Olivia wondered about his brother, but didn’t bring it up, despite the confessions of the evening. It had seemed so painful to him the last time it came up, when he said he hadn’t seen him in twenty-five years. She assumed that they must have had a terrible falling out for that to happen. And she was impressed by his dedication, and obviously deep affection for his mother. He always spoke of her with a warm smile or a look of concern. She hadn’t been as warm with her own mother. She had so hated her mother’s willingness to give herself up to George until there was nothing left of her. He had always come first, above all else, even her daughter. He had destroyed her mother’s life, and she had let him. She was his willing slave. Olivia still shuddered at the thought of any relationship like that. She would never let it happen to her. She would rather be alone than a slave.
Olivia and Joachim enjoyed dinner together, and the relaxed atmosphere between them. Most of the time they were too busy to talk much, and concentrated on the task at hand, whatever it was. Their dinner had led to confessions.
He had hired a new maid for her, a Portuguese girl who was hardworking and seemed honest, so far. But Olivia kept her few valuables in the safe now, at the back of one of her closets. She had learned her lesson. She even locked up her purse.
* * *
—
As she got to know him, Olivia had become aware that Joachim was a very private person, with clear boundaries. He always kept in mind that he worked for Olivia and acted accordingly, which made their conversation over dinner unusual. He never said how he spent his days off. He never talked about a girlfriend, which didn’t mean he didn’t have one. Because of the nature of the job, he knew more about Olivia than she did about him, which occasionally made her uncomfortable. She had never had anyone in a comparable position in her home life, or even her assistant at the magazine, although there wasn’t that much to know about her, except her history, which she had never shared with anyone, but had talked about with Joachim.
It had bothered her all her life that she was illegitimate, and her mother had been the mistress of a married man. It bothered her morally, but it also made her feel less than others, and she never told the men she dated. She would have told someone she intended to marry, but she had never even come close to that. She knew that all her romantic relationships were temporary, and most of them were a dead end, for one reason or another, geographically or socially, or she just didn’t think the men were good enough. Her mother had had the prejudices and snobbisms of her Boston family, who had shunned her on moral grounds for having a child out of wedlock with a married man, and punished Olivia for it by disapproving of her whenever they saw her. Even as a child she could feel their icy disapproval of her.
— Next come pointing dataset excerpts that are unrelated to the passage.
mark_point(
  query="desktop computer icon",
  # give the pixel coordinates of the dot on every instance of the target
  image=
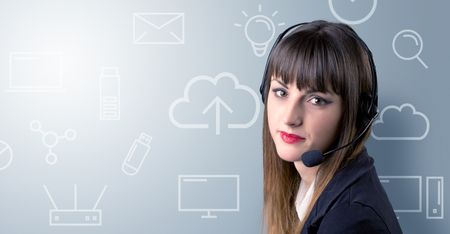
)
(208, 193)
(75, 216)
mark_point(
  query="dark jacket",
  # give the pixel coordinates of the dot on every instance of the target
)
(353, 202)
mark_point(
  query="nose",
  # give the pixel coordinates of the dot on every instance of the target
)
(293, 115)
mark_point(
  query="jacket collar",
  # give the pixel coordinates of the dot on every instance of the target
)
(341, 180)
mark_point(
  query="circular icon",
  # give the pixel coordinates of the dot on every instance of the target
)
(408, 33)
(360, 21)
(6, 155)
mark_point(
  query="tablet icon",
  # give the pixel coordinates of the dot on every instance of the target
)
(413, 36)
(353, 5)
(136, 155)
(35, 72)
(50, 139)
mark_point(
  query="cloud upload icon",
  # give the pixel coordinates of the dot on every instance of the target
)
(401, 123)
(218, 96)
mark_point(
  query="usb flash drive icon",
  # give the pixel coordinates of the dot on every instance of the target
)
(137, 154)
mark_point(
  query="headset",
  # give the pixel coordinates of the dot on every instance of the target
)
(368, 105)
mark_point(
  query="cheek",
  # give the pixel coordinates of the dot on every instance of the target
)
(324, 129)
(272, 116)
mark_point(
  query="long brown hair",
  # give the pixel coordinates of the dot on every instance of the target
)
(322, 56)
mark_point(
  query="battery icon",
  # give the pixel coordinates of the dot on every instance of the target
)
(110, 94)
(435, 197)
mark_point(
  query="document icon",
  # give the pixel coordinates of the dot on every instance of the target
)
(35, 72)
(158, 28)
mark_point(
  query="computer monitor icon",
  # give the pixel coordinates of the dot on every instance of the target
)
(397, 186)
(75, 216)
(208, 193)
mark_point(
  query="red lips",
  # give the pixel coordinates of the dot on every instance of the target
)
(291, 138)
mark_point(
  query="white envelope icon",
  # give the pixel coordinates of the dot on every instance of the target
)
(158, 28)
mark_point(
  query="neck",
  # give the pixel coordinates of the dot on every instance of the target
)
(308, 174)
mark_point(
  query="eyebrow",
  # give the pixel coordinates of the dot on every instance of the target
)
(307, 91)
(281, 83)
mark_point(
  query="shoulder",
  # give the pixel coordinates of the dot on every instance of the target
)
(352, 218)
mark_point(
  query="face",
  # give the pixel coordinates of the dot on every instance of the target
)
(301, 120)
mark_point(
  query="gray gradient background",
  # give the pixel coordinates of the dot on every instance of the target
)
(93, 34)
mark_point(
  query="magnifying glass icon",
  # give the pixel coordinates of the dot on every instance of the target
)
(408, 33)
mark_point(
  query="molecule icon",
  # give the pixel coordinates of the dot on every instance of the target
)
(50, 139)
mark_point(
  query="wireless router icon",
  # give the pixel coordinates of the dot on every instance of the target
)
(75, 216)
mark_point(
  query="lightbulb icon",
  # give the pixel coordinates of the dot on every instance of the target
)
(259, 31)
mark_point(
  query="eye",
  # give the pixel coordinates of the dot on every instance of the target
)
(318, 101)
(280, 92)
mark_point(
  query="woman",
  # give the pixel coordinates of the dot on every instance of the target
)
(320, 92)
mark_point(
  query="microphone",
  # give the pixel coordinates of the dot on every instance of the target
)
(313, 158)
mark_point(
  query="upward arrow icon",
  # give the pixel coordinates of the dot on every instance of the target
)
(217, 102)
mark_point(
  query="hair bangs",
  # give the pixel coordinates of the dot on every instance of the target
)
(311, 62)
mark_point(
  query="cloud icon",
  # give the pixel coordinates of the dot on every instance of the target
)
(222, 97)
(401, 123)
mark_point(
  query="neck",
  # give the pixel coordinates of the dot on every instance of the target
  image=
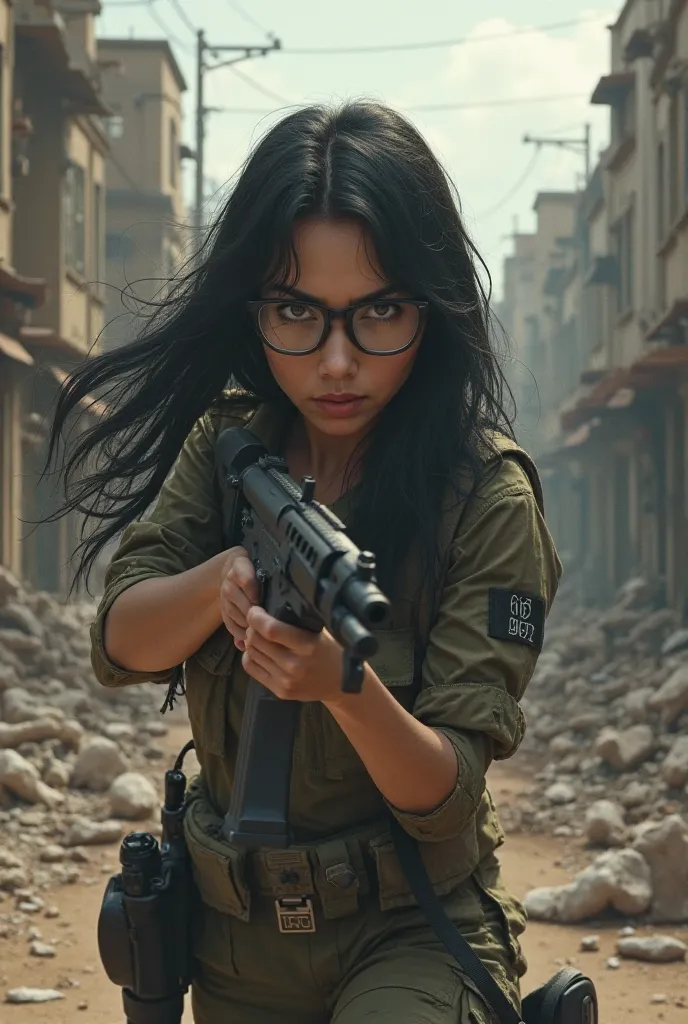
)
(328, 456)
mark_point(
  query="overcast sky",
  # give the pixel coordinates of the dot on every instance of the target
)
(481, 147)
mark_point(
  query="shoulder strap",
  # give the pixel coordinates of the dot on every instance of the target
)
(412, 863)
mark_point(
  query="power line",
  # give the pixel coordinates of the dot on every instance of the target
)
(183, 16)
(438, 43)
(483, 214)
(511, 101)
(258, 87)
(165, 29)
(486, 104)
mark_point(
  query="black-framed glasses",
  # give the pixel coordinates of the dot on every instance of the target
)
(381, 327)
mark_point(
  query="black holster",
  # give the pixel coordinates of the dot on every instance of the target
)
(145, 916)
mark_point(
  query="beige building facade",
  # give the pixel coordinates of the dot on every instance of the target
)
(145, 215)
(52, 232)
(617, 462)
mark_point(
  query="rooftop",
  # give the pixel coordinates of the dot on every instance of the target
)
(112, 46)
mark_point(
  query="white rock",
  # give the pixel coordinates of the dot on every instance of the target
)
(119, 730)
(43, 949)
(9, 859)
(636, 704)
(560, 793)
(132, 797)
(33, 995)
(672, 697)
(653, 948)
(98, 764)
(22, 778)
(52, 854)
(618, 879)
(85, 833)
(635, 794)
(604, 823)
(57, 774)
(675, 765)
(627, 749)
(664, 847)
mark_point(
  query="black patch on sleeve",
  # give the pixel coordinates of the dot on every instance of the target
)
(516, 616)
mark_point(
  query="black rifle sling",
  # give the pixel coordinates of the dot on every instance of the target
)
(412, 863)
(409, 851)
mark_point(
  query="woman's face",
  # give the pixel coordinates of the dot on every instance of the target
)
(339, 389)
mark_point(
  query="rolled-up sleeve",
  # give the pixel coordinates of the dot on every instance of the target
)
(183, 529)
(477, 666)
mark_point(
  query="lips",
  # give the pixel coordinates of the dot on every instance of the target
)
(339, 406)
(339, 396)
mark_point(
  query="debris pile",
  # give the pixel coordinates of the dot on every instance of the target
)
(607, 714)
(78, 763)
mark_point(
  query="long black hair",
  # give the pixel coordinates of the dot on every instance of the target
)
(358, 161)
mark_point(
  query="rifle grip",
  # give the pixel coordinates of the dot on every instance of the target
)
(259, 810)
(352, 673)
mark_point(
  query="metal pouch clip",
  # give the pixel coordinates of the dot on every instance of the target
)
(295, 914)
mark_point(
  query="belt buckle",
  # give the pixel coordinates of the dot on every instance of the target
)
(295, 914)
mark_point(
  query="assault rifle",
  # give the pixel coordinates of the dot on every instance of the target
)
(310, 574)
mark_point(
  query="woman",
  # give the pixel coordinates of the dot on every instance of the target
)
(394, 407)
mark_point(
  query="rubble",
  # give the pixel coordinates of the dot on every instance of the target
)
(98, 764)
(85, 833)
(664, 847)
(652, 949)
(67, 745)
(132, 797)
(618, 879)
(604, 823)
(607, 735)
(33, 995)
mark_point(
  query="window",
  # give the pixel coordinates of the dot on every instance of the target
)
(115, 126)
(97, 255)
(118, 246)
(174, 154)
(624, 237)
(624, 118)
(674, 160)
(73, 217)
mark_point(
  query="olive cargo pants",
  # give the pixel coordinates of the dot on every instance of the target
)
(371, 965)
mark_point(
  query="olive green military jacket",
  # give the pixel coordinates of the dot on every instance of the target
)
(474, 670)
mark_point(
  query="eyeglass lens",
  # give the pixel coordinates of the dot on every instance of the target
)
(297, 327)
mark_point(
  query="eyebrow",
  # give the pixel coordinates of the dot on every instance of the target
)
(298, 294)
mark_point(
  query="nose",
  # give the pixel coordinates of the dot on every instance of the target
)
(338, 355)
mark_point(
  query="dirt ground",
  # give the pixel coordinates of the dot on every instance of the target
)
(626, 993)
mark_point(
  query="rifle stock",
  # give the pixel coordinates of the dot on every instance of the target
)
(311, 576)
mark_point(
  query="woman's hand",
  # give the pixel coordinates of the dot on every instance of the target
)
(294, 664)
(239, 592)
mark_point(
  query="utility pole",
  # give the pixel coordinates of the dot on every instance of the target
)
(204, 48)
(573, 144)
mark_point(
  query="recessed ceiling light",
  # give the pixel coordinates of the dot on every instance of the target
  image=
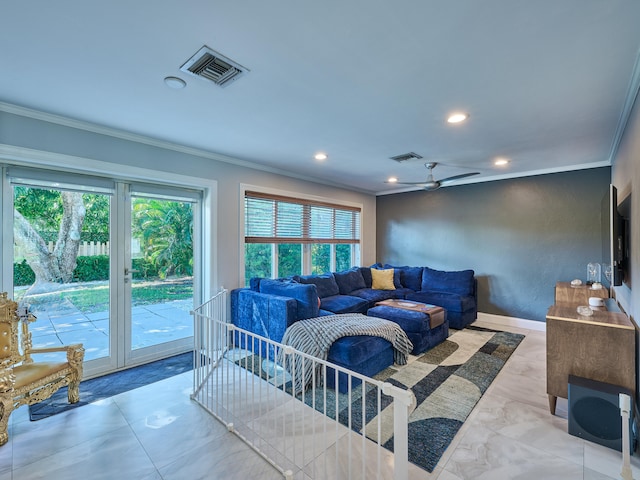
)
(457, 117)
(175, 82)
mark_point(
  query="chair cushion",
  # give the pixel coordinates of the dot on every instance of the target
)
(449, 301)
(344, 304)
(349, 280)
(351, 351)
(460, 282)
(306, 296)
(382, 279)
(27, 374)
(410, 277)
(326, 284)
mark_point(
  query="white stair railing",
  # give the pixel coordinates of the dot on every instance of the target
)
(320, 433)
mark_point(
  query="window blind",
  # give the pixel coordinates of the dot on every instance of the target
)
(276, 219)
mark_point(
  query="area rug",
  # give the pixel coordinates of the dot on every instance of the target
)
(108, 385)
(447, 382)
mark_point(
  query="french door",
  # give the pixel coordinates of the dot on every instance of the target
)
(107, 264)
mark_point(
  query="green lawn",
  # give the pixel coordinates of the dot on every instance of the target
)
(95, 297)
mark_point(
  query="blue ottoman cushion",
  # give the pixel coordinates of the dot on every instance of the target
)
(344, 304)
(362, 354)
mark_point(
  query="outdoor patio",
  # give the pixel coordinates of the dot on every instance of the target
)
(61, 323)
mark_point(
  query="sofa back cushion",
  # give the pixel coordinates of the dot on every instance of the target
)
(305, 295)
(325, 283)
(410, 277)
(349, 281)
(382, 279)
(460, 282)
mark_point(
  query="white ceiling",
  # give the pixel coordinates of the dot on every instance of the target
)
(547, 83)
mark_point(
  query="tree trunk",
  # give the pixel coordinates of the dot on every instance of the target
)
(43, 263)
(58, 266)
(68, 243)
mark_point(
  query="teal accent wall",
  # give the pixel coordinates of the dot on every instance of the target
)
(519, 235)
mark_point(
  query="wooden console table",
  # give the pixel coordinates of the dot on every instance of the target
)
(568, 296)
(600, 347)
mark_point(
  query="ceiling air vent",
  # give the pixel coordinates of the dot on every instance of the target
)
(406, 156)
(214, 67)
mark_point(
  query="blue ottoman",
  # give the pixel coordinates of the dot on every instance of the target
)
(362, 354)
(417, 326)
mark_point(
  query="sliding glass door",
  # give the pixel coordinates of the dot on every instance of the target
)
(61, 265)
(159, 279)
(106, 264)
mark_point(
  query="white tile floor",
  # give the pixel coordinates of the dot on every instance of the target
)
(157, 432)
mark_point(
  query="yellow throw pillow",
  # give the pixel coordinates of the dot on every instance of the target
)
(382, 279)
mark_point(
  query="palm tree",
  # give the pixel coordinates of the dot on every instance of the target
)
(165, 231)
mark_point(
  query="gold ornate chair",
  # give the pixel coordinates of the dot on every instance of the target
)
(23, 381)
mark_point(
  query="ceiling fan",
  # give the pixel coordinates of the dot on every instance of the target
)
(431, 184)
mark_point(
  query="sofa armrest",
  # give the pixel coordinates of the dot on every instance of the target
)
(263, 314)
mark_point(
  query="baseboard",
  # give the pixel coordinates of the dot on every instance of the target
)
(512, 321)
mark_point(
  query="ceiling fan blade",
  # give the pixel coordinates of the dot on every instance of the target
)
(419, 184)
(457, 177)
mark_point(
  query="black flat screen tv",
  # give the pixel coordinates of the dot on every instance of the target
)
(613, 240)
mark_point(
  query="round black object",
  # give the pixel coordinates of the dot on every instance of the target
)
(598, 418)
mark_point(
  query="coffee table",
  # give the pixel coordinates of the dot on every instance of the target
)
(425, 325)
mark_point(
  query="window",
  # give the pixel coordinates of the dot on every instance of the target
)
(291, 236)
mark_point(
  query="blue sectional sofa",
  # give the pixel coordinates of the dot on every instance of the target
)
(268, 306)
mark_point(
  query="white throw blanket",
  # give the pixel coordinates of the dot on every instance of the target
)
(314, 336)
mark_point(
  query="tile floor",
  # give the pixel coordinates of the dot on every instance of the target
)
(157, 432)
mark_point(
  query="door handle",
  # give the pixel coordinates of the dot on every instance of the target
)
(127, 272)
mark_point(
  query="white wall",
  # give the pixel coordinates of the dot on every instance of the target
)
(43, 133)
(626, 178)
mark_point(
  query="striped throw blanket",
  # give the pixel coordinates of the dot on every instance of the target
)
(314, 336)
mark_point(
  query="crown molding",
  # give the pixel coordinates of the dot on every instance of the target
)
(507, 176)
(137, 138)
(630, 100)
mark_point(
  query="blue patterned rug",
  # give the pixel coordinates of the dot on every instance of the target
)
(447, 382)
(108, 385)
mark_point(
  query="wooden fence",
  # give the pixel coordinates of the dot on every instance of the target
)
(86, 249)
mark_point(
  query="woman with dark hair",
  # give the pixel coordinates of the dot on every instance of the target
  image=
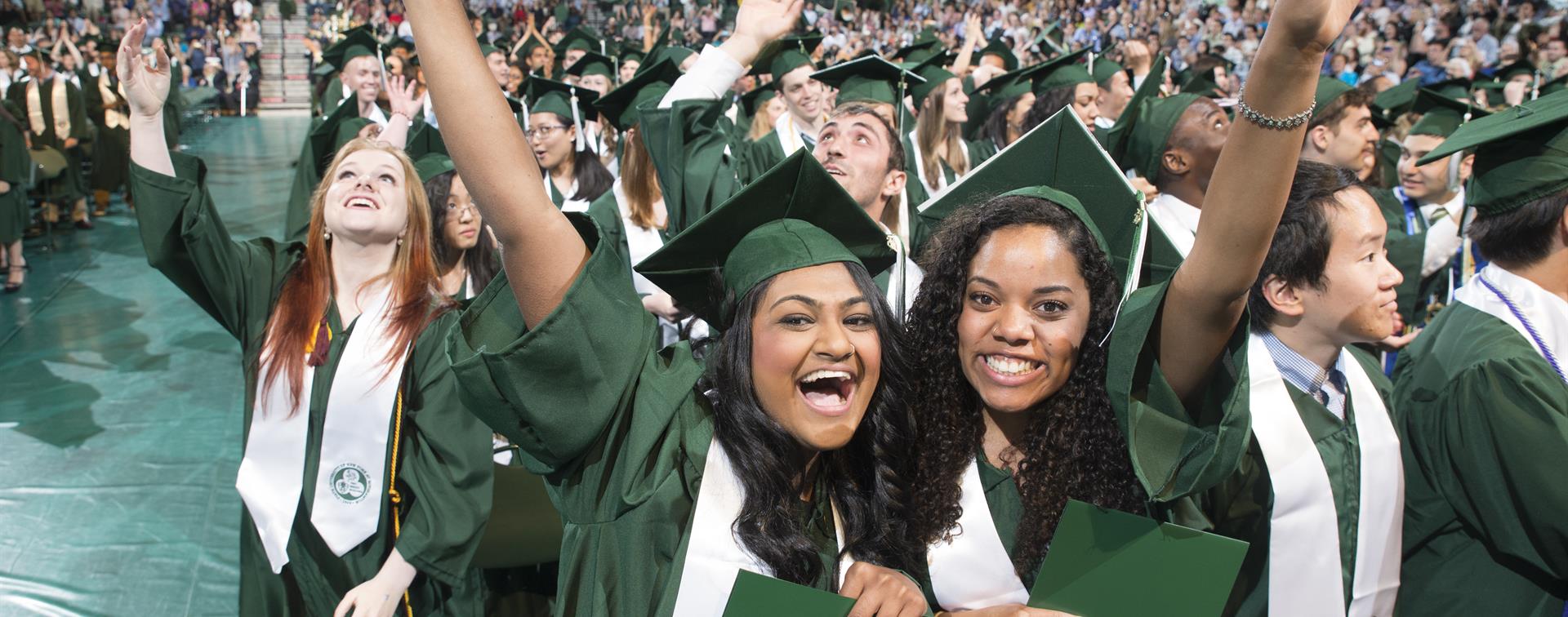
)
(465, 252)
(572, 173)
(668, 482)
(1026, 398)
(366, 484)
(937, 153)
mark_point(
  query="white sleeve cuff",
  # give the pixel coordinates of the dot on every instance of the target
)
(709, 78)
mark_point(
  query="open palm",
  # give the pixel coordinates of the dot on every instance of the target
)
(146, 87)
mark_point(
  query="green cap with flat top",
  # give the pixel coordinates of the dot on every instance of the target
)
(1521, 154)
(1062, 163)
(1000, 49)
(786, 55)
(358, 42)
(591, 63)
(1060, 73)
(869, 78)
(647, 88)
(1329, 88)
(935, 74)
(1441, 115)
(792, 216)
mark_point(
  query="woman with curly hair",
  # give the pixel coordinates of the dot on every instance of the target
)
(780, 459)
(1026, 400)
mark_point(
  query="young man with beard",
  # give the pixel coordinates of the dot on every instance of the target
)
(688, 140)
(1481, 393)
(804, 96)
(1174, 143)
(57, 118)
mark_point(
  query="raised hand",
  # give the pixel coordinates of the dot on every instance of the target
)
(146, 87)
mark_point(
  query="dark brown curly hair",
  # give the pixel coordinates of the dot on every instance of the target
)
(1073, 446)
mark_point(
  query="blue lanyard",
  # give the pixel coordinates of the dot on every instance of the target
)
(1534, 335)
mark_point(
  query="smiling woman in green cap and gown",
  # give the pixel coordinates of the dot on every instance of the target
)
(935, 151)
(1482, 393)
(339, 334)
(1034, 381)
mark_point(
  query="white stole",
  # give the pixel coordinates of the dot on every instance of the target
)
(1548, 313)
(1165, 213)
(973, 570)
(359, 407)
(714, 553)
(1303, 538)
(60, 109)
(920, 168)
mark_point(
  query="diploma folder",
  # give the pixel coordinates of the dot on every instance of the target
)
(758, 596)
(1109, 564)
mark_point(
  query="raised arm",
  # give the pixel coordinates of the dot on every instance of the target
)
(1245, 199)
(541, 250)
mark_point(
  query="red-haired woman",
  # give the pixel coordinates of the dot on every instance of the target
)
(366, 486)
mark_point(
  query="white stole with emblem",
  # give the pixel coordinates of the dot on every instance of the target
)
(1303, 538)
(60, 109)
(1547, 312)
(352, 463)
(973, 570)
(714, 553)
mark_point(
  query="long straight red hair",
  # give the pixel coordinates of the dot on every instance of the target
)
(310, 286)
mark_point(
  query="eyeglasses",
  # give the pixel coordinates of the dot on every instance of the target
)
(543, 131)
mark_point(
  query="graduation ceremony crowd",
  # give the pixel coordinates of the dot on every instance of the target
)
(581, 308)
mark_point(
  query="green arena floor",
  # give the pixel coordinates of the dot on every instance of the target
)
(119, 407)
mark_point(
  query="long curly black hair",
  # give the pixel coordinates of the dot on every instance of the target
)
(1073, 446)
(866, 480)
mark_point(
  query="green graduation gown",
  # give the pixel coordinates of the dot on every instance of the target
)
(1484, 426)
(68, 187)
(444, 468)
(15, 166)
(1242, 504)
(613, 424)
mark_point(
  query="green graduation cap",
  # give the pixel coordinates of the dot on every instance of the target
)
(591, 63)
(751, 100)
(1104, 69)
(356, 42)
(935, 74)
(1060, 73)
(564, 99)
(1000, 47)
(786, 55)
(792, 216)
(869, 78)
(431, 165)
(1329, 88)
(1521, 154)
(1441, 115)
(620, 107)
(1060, 162)
(579, 38)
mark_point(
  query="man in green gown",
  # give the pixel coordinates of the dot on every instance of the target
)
(57, 118)
(1481, 393)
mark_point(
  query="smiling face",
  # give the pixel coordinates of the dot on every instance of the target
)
(816, 356)
(1024, 315)
(802, 95)
(552, 140)
(368, 201)
(461, 226)
(1356, 301)
(857, 149)
(363, 76)
(954, 100)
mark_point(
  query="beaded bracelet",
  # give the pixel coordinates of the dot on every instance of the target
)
(1269, 121)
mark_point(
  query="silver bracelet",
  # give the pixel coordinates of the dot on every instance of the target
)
(1269, 121)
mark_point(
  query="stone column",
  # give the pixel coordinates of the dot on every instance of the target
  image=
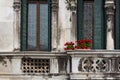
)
(16, 27)
(55, 32)
(110, 9)
(73, 9)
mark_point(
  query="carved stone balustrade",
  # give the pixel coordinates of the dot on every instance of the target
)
(95, 64)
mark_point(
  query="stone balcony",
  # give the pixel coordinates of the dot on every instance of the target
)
(94, 64)
(70, 65)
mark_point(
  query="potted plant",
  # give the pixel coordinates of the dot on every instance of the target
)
(83, 44)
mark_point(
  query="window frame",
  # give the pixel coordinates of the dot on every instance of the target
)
(24, 24)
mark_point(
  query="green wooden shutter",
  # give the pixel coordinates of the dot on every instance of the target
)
(99, 24)
(80, 19)
(117, 26)
(49, 25)
(23, 24)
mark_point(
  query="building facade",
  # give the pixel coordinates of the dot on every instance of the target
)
(33, 34)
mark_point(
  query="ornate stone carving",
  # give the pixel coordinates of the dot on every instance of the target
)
(71, 5)
(94, 65)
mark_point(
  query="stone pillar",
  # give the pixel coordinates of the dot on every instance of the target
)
(55, 32)
(110, 9)
(16, 27)
(73, 9)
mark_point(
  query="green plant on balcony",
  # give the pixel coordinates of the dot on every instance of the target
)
(69, 46)
(83, 44)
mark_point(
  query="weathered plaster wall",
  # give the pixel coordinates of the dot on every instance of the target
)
(6, 25)
(64, 24)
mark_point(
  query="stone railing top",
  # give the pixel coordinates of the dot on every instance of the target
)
(33, 53)
(114, 53)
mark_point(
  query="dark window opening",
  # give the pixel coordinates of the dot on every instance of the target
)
(37, 29)
(88, 19)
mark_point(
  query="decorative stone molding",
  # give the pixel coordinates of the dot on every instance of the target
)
(110, 10)
(95, 64)
(54, 5)
(71, 5)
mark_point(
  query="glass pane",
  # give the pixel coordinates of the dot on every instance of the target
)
(43, 26)
(88, 20)
(31, 26)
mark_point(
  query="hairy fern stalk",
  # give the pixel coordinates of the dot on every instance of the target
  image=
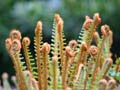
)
(80, 65)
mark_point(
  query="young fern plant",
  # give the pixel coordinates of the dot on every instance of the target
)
(76, 66)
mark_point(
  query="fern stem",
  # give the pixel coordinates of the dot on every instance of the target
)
(55, 78)
(25, 44)
(38, 39)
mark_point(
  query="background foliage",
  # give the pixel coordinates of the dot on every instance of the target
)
(23, 15)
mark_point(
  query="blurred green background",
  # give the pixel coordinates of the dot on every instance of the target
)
(24, 14)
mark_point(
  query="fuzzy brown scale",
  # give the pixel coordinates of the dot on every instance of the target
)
(73, 69)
Her mother had never liked a single boy Olivia dated when she was younger. Later, she never bothered to introduce them to her mother. There was no point. She wasn’t planning to stay with them anyway. But at least none of them were married. That was one trap she had never fallen into after watching her mother’s agonizing loneliness all her life, and her pain whenever George was with his family. Holidays were days of mourning for Margaret, and became that way for Olivia too, with her mother always too depressed to celebrate anything, except when George showed up. In recent years, Olivia had spent Christmas and Thanksgiving with friends, and she no longer needed an excuse once her mother had dementia. She didn’t know what day it was anyway, and holidays went unnoticed and unacknowledged. Margaret’s longstanding affair had touched every area of their lives. It was almost a relief to Olivia when George died. They no longer had to wait for him to show up, and she didn’t have to see her mother disappointed. But his death hadn’t freed her either since Margaret never put her life back together. It was too late by then. She didn’t have the energy or emotional strength to do it.
It made serious relationships seem dangerous to Olivia. They could ruin your life if you let them.
Joachim had always had the same feeling, although his mother wasn’t bitter. She was vibrant and alive, and refused to be defeated by poverty or solitude, or her losses, and things had turned out well for her in the end. It made Joachim feel that he had his whole lifetime to meet the right woman. He had never had a strong desire to have children, and he didn’t have biology to contend with, as women did.